Выбрать главу

Зато Ганин внизу беспокойно ворочается, стонет, скрежещет зубами, иногда вскакивает, дико озирается и снова валится в свою убогую постель.

Над Мухиным, приспособив себе ночник, каждый вечер до полуночи и дольше читает Олег. Несмотря на молодость, он скрытен, весь в себе, и редко-редко делится мыслями. Вот разве иногда поболтает по-английски. Но вообще занятный парень, хотя слишком серьезен для своих лет. Вот захлопнул книжку, скрипнул нарами, свет, однако, не выключил.

– Не спите? – оба прислушивались друг к другу, но первым нарушил молчание Мухин.

– Как-то не получается.

– Понятно.

– Что понятно?

– Замечательный у вас отец. Зря вы его... узурпируете. Помирились бы.

– Не умею, – вдруг признался Олег, смутив Мухина неожиданной горячей искренностью. – Даже письмо ему написал, а передать стыжусь.

– Я знал одного застенчивого мерзавца... Он доносил на нас в тюрьме. Впрочем, вы не из тех.

– Если даже из тех – что я с собой поделаю?

– Что? – Мухин задумался, ответил не сразу. – Перестаньте любоваться своей болью. Очень уж вы углубились в нее. А боль-то выдуманная.

– Возможно, – Олег спустился с верхотуры, присел около Мухина и, заглядывая ему в лицо близорукими своими глазами, доверительно спросил: – Я, наверно, ужжасно наивен, а?

– В известной мере, – улыбнулся Мухин. Он все больше проникался симпатией к этому славному парню, но сходиться с ним не спешил.

– Это потому, что везде суюсь со своей честностью, да?

– На честности, знаете, тоже можно спекулировать, И довольно выгодно. Но вам я верю.

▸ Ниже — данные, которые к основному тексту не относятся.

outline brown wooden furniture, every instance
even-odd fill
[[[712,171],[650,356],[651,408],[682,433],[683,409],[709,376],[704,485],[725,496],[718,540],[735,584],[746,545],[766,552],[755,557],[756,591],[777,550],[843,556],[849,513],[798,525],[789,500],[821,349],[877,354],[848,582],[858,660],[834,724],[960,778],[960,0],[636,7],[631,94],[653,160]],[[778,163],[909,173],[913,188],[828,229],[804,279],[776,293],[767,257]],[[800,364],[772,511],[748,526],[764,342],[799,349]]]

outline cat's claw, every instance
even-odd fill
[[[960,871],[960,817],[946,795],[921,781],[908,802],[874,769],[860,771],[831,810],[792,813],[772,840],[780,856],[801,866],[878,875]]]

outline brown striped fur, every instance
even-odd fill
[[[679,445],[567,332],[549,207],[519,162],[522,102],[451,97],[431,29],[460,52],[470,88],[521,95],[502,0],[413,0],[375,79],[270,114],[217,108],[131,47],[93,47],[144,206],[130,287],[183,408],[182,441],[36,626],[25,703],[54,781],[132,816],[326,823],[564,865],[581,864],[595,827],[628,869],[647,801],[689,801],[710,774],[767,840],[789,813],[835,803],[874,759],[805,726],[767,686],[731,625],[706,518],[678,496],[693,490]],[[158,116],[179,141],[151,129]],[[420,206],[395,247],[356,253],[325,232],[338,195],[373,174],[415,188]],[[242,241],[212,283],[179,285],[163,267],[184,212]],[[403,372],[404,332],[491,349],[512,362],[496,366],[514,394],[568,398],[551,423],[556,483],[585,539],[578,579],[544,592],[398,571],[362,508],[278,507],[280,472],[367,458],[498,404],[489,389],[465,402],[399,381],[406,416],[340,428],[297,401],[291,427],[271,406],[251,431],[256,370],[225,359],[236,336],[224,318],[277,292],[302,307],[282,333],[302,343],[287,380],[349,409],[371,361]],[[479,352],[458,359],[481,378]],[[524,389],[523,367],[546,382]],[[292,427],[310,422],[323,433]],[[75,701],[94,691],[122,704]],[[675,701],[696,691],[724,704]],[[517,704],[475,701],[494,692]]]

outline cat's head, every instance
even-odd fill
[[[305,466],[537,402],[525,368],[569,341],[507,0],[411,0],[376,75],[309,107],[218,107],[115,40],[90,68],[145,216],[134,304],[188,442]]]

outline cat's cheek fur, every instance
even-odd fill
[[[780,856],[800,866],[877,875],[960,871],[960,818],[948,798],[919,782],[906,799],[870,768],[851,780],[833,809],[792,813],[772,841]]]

– Вы обманывали? – Олег любил задавать неожиданные вопросы; уследить за его мыслью было невозможно. Уж слишком резкие переходы.

– Случалось.

– А вас?

– Часто. Но с годами человека обмануть все труднее. Тогда его пугают или... покупают. И он опять становится послушным.

– Да, я знаю.

– Нет, вы не знаете. Вы только слыхали об этом, – строго прервал его Мухин. – Или читали. А я был пуган не раз и не два.

Олег собрался было спросить его еще о чем-то, но промолчал и, стараясь не шуметь, взобрался на свои нары.

– Ваня! – из другой половины балка подал голос Енохин. Он улетал в Новообск, но в самый последний момент, уже на тамошнем аэродроме, вдруг решил в управлении не появляться и с первым же самолетом вернулся в Гарусово. «Я вот что решил, Ваня, – сказал Мухину вместо приветствия, – ниже рядового меня не разжалуют... Буду рабочим у тебя, если позволишь. И своего часу дождусь! Ты понял? Дожду-усь!» – Потри мне спину! Радикулит, понимаешь, ломает...

Старик, подавляя боль, видно, давно уже не спал, катался по полу и искусал до крови губы. Лицо его было совсем мучнистым, морщины сгустились и вздрагивали от каждого движения. Меж ними поблескивал пот. Мухин достал из баула пчелиный яд, натер дряблую широкую спину и крепко стянул ее простыней, втолкнул старика в спальник.

– Не уходи, Ваня, – жалобно попросил Енохин. – Посиди рядышком.

Боже, как он одинок и несчастен, только боль с ним, одна адская боль! Мухин, стараясь не выказывать сочувствия, равнодушно зевнул и принялся листать геологическую документацию.

– Ты что, едрена мышь, не успел дела принять – бардак тут разводишь? – завелся Енохин: воркотня помогала забыть о боли, но не всегда. По крайней мере, сейчас рвало на части все тело, точно волки впились зубами. Енохин охнул и выругался матом, а потом, наращивая темп, стал перебирать всех святых... Мухин помалкивал, ждал, когда старик угомонится.